The record links to 3 conditions, with Cervical Dysplasia appearing as the primary indexed condition, and to 3 interventions — of which Placebo is the first listed. Interventions can include drugs, devices, procedures, behavioral programs, or observational arms, and each is tracked as a separate registry field so that downstream queries can filter accurately. When a trial lists multiple interventions, it usually reflects a multi-arm design or a comparison protocol rather than a single treatment being tested in isolation. The brief summary published in the registry is the clearest source of protocol intent and should be read before drawing conclusions from any sidebar tags.
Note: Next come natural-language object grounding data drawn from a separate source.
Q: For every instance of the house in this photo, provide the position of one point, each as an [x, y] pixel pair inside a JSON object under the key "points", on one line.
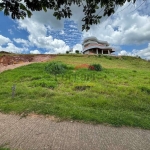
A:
{"points": [[92, 45]]}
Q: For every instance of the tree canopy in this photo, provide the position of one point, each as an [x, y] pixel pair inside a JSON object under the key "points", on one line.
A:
{"points": [[22, 8]]}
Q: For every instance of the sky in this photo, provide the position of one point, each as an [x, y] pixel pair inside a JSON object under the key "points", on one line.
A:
{"points": [[127, 31]]}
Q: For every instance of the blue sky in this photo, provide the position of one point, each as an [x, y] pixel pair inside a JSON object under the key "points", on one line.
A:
{"points": [[127, 31]]}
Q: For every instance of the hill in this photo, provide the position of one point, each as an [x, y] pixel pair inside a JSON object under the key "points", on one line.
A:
{"points": [[117, 95]]}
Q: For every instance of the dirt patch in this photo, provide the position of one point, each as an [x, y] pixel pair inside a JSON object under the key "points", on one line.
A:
{"points": [[10, 62]]}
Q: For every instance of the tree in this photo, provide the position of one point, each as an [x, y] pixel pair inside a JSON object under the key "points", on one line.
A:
{"points": [[22, 8]]}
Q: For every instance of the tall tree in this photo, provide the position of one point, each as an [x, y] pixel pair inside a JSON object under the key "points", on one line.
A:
{"points": [[22, 8]]}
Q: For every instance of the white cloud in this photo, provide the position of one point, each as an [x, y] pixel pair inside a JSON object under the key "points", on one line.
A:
{"points": [[35, 52], [38, 37], [10, 31], [22, 41], [4, 40], [12, 48]]}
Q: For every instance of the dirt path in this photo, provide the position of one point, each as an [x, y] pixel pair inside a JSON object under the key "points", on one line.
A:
{"points": [[3, 68], [40, 133]]}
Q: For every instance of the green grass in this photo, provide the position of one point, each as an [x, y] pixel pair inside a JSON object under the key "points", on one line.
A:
{"points": [[118, 95]]}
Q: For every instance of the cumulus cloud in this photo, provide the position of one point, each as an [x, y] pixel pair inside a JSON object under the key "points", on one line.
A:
{"points": [[38, 37], [10, 47], [4, 40]]}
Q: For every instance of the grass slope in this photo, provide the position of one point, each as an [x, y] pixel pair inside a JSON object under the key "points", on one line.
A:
{"points": [[118, 95]]}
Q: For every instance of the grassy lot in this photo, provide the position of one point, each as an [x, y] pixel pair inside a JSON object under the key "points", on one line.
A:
{"points": [[118, 95]]}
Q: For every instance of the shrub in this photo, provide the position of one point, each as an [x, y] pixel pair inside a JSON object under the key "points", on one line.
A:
{"points": [[55, 68], [96, 67]]}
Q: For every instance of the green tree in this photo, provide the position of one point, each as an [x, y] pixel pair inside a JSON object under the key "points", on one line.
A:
{"points": [[22, 8]]}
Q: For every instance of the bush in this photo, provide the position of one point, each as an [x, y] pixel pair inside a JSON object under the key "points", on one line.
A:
{"points": [[96, 67], [56, 68]]}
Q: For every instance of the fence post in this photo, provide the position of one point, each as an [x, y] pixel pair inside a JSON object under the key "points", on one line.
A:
{"points": [[13, 90]]}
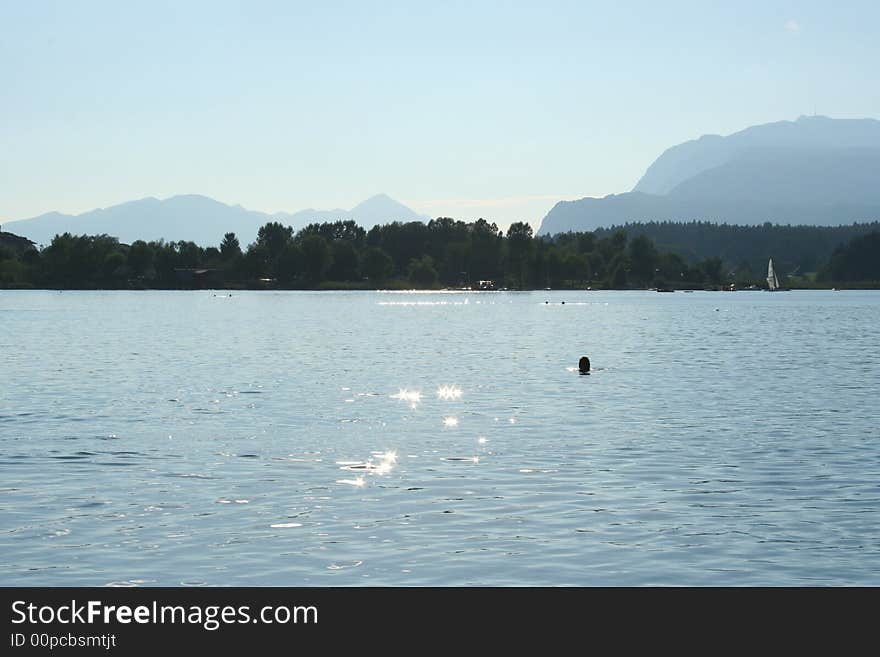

Geographic footprint matters for practical reasons: NCT03185013 reports 20 study locations spanning 12 distinct geographic areas — top geographies include Florida, Arizona, New York. A larger site network tends to correlate with broader recruitment capacity, but it does not imply anything about study quality, and site-level enrollment status can diverge from the overall registry status shown above. Every data point on this page comes from the public ClinicalTrials.gov dataset and is reproduced here for reference only; it is not a medical recommendation, an endorsement of the sponsor, or an invitation to enroll. Verify current status, eligibility criteria, and contact details directly at ClinicalTrials.gov, and discuss any participation decision with your own healthcare provider.
Frequently Asked Questions
What is clinical trial NCT03185013 about?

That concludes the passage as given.